The giant green corridor envisioned in the report would not mean commerce or private business would cease. The 100,000-acre coastal dairy belt in Sonoma County, vineyards in Napa and fertile farmland in Contra Costa, Santa Clara, Solano and Marin counties would be protected.

Trails linking 47 cities in the nine Bay Area counties would also be funded, including the 500-mile Bay Trail and the Carquinez Strait Scenic Loop. In San Francisco, a 13-mile corridor along the southeastern waterfront known as the Blue Greenway would bring recreation to an underserved area of the city.

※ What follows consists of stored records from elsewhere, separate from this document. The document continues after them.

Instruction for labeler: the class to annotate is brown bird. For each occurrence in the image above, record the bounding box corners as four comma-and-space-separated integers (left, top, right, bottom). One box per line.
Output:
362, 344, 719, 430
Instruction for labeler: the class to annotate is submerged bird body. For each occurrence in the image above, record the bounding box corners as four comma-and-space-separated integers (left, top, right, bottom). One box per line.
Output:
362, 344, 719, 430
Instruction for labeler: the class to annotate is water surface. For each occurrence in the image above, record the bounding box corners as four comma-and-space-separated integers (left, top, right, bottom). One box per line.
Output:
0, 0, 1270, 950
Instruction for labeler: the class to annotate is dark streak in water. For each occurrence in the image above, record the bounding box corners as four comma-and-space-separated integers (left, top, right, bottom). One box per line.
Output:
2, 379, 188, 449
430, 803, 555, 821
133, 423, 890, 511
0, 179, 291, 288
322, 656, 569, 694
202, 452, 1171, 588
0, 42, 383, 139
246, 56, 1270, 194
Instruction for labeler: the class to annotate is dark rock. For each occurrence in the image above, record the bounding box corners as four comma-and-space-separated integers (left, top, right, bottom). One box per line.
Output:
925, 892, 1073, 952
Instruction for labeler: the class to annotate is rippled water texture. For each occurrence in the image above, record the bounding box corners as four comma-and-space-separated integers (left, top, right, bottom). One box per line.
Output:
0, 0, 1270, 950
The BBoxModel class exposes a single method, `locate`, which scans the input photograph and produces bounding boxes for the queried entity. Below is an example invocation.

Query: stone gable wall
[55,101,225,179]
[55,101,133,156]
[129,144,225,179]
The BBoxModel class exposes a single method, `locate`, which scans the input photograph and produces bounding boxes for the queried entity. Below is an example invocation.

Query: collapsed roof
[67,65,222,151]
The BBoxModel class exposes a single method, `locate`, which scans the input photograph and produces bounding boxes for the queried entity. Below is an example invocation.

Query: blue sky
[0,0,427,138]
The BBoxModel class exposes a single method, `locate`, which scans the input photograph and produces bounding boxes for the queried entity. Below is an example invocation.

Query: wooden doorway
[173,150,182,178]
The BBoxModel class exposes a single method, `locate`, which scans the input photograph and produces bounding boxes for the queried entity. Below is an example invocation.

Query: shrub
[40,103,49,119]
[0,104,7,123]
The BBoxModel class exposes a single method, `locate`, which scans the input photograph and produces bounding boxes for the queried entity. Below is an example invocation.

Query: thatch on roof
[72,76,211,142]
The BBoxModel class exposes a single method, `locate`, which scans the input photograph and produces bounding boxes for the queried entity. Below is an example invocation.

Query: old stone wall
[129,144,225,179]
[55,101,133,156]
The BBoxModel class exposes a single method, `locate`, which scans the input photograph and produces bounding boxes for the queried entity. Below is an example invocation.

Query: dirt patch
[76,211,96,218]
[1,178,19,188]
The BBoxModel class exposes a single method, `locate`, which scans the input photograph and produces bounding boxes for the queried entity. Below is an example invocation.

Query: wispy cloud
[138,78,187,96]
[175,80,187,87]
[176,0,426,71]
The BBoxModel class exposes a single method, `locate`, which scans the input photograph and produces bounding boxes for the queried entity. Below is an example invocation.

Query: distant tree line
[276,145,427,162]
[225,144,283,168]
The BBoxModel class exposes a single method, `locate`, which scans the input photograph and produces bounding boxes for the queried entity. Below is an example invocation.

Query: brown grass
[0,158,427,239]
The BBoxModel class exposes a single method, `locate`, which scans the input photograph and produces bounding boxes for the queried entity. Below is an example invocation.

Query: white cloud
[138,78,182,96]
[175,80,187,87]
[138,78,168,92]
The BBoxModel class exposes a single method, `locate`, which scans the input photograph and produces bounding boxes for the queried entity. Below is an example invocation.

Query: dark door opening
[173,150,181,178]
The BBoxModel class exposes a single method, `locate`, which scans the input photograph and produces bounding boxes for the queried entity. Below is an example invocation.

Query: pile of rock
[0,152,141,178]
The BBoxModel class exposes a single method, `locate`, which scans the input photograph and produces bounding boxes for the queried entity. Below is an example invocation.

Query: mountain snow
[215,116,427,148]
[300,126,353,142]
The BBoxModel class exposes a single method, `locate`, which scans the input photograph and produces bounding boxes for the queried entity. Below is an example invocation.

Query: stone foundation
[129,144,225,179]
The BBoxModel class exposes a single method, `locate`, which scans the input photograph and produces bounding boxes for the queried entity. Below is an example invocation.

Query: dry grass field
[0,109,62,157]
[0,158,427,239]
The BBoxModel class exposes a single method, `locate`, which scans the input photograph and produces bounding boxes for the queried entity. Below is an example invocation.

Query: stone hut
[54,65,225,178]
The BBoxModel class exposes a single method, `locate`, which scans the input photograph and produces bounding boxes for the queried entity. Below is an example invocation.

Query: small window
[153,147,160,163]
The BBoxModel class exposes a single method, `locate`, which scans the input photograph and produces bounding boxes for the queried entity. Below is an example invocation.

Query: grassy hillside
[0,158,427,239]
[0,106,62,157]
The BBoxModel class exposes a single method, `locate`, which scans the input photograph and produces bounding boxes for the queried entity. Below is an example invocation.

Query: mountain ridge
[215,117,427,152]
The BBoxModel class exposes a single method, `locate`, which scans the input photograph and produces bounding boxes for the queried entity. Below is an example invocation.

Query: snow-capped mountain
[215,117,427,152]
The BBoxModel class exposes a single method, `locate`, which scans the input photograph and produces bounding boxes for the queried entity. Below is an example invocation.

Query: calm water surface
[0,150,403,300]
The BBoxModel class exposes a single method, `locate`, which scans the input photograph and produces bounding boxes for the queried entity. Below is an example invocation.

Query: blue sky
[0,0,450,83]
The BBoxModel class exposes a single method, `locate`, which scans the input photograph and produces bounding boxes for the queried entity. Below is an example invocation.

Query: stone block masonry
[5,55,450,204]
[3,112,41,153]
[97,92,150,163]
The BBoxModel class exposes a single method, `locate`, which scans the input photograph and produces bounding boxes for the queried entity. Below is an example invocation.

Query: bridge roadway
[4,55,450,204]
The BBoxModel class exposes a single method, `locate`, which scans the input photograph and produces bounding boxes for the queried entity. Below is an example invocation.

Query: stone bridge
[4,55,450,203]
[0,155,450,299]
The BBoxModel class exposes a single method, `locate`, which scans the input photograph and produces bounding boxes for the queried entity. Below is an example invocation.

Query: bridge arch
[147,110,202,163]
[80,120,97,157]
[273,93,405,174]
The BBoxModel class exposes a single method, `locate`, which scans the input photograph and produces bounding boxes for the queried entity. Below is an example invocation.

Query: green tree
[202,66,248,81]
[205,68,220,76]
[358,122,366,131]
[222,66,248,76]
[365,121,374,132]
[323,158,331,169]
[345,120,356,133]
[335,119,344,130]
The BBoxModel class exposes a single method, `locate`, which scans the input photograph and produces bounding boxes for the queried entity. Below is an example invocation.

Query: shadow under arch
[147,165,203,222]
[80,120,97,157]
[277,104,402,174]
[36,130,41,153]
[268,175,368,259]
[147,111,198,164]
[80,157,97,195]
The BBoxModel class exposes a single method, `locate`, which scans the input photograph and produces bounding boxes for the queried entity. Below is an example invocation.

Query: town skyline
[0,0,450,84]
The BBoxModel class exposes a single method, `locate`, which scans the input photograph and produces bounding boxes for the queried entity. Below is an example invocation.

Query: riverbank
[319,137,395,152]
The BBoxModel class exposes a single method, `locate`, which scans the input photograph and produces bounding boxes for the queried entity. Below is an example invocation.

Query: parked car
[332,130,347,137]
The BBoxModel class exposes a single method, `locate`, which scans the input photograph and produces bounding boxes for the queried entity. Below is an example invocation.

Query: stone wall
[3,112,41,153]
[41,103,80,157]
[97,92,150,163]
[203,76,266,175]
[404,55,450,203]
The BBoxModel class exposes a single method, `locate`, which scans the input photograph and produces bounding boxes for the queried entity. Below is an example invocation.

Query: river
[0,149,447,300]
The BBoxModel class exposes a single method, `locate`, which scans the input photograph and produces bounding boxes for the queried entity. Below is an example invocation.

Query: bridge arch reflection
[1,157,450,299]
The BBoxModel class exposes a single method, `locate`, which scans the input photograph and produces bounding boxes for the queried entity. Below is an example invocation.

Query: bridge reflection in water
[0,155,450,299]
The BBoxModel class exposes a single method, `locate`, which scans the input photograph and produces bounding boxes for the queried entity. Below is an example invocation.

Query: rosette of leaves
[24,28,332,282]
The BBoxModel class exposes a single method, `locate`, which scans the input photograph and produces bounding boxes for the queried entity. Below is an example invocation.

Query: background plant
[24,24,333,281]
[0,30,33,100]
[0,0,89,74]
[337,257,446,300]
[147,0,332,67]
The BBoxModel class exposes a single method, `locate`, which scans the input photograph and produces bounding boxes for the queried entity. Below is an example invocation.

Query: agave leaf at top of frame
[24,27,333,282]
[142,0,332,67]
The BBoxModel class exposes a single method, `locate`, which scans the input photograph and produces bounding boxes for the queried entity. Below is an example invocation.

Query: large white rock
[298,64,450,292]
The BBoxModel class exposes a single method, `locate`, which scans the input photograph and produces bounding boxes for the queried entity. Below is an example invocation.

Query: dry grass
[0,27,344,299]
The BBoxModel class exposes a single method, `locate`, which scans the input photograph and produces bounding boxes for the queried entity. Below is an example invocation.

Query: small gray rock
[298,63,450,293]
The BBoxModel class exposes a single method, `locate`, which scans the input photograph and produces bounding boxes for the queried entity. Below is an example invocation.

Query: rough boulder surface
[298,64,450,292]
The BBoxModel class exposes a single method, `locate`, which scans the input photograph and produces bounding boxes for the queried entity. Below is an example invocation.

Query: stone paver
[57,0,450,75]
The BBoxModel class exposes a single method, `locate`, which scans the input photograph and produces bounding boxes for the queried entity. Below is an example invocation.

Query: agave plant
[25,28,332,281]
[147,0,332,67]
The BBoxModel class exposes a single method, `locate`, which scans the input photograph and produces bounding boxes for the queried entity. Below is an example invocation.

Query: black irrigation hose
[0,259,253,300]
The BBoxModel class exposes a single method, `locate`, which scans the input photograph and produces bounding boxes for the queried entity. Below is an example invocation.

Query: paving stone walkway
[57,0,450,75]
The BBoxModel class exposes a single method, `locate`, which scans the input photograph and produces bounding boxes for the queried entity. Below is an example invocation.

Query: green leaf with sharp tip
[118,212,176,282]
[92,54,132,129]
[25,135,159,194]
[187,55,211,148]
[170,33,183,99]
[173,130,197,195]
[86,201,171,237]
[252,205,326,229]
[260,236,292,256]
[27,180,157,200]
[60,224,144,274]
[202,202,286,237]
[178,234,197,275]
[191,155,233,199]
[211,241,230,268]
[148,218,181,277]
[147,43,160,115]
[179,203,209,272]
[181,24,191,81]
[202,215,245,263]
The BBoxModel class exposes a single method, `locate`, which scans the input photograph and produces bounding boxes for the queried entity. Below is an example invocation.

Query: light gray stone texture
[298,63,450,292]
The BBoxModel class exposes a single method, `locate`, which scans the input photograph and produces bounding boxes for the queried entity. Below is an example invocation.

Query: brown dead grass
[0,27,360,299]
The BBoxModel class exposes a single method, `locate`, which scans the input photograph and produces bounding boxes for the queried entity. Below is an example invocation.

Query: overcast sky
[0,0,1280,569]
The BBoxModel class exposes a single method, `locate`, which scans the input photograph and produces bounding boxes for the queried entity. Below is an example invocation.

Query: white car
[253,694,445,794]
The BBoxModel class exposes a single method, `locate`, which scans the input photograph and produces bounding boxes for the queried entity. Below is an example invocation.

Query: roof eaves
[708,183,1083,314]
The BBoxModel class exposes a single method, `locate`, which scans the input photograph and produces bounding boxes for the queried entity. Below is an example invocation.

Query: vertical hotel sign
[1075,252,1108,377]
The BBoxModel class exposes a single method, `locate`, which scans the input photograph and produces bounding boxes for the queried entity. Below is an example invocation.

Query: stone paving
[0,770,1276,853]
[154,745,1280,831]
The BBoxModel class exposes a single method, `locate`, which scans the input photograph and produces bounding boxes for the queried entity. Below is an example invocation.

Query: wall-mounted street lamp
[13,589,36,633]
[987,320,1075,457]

Watersheds along the San Mateo and Santa Clara county coasts, urban parks in Alameda and the 470,000 acres of redwood forests and woodlands in Sonoma County would be protected under the plan.

The goals outlined in the report are to make sure all Bay Area residents have a park within a 10-minute walk of their home, to improve urban parks and to create transit connections.

High-priority lands would either be purchased or placed under conservation easements. Farmers and other land stewards would be given the support and resources needed to take care of the land and sell locally farmed products.

Strong land-use policies would be enacted in every Bay Area city, according to the report. That would mean establishing urban growth boundaries especially in Solano and Contra Costa counties, where suburban sprawl threatens open space.